貿易摩擦に揺れる中国ねじ市場

2020年1月12日

 前回(2018年)よりおよそ半年後の開催となった「中国国際ファスナー展(IFS China 2019)」は、現在の中国経済を反映しているかのような内容となった。主催者によれば今回は3日間で海外からの来場者およそ4000名を含む3万6080人が訪れたとのことで前回(2万5637人)よりもおよそ1万名増加した形だ。しかし、あるいは会場が広くなったということもあるかもしれないが、会場では残念ながら前回ほどの活気を見ることはできなかった。関係者からは特に貿易摩擦の影響を指摘する声が多く挙がり、中国に拠点を置いているある機械メーカーからは「関税等で影響を直接受けている」という苦しい声も出てきた。先に大阪で開催されたG20大阪サミットでは米中首脳会談が行われ、ひとまず関税の発動は見送られる形となったが経済情勢が先行き不透明であることに変わりはない。これ以上景気後退を招かないためにも二国間での協議が進むことを期待したい。

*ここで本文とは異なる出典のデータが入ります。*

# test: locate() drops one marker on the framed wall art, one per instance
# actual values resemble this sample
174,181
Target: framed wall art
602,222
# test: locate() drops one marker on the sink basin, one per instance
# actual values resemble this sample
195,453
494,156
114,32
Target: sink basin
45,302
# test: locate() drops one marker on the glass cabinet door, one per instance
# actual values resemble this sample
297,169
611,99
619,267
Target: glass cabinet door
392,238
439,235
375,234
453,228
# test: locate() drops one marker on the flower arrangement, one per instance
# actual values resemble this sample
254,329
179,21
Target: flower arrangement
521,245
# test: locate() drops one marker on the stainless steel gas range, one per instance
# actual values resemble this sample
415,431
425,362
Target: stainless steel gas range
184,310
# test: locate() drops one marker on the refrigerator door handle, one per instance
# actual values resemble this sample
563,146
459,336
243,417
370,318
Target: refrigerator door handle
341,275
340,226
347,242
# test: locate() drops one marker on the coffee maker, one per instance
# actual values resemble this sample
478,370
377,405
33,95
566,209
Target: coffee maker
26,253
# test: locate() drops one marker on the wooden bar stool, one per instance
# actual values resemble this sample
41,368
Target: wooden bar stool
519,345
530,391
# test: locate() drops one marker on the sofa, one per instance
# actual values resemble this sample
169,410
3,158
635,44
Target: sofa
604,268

 同展の展示内容としては前回同様「ねじ製品」と「製造設備など関連製品」に分けられる形となった。このうち特に圧造機など関連製品が展示された第1ホールでは前回とうって変わって中国企業が目立つ形となり、特に中国圧造機メーカーの増加は目を見張るものがあった。また、台湾の圧造機メーカーからは新製品としてIT技術を活用した生産管理システムを展示している企業が複数見られた。日本は先進国の中でITの活用が遅れていると言われているが、周辺国では韓国・台湾をはじめ特に中国は近年IT技術の発展が目覚ましい。ねじ産業において中国が今後どのようにITを活用していくのかにも注目していきたい。
 一方ねじ類が展示された第2ホールは一部台湾など海外メーカーの姿も見られたが、こちらは前回同様大半が中国のメーカーで占められていた。展示製品としては一部「自動車向け部品」と銘打たれた展示や航空機用ファスナーも見られたが、多くは各国の規格に対応した標準品で中でも土木・建築向けのねじ製品が多い印象だった。近況について訊ねたところ、ある太径ねじ専業メーカーからは「当社はヨーロッパ向けが多いため影響は少ないが、アメリカ向けが中心だと厳しいのでは」という声も聞かれ、やはり貿易摩擦の影響が伺えた。
 同展の告知記事においても紹介したが、中国のねじ市場は近年平均4・5%の成長率となっている一方で2017年時点において平均価格は1㌧あたり76㌦低下しているという。また主催者は今後5年間でねじ製品の価格は下がるという見方を示している。米中貿易協議の行方を注視しつつ、今後の中国ねじ市場に引き続き注目していきたい。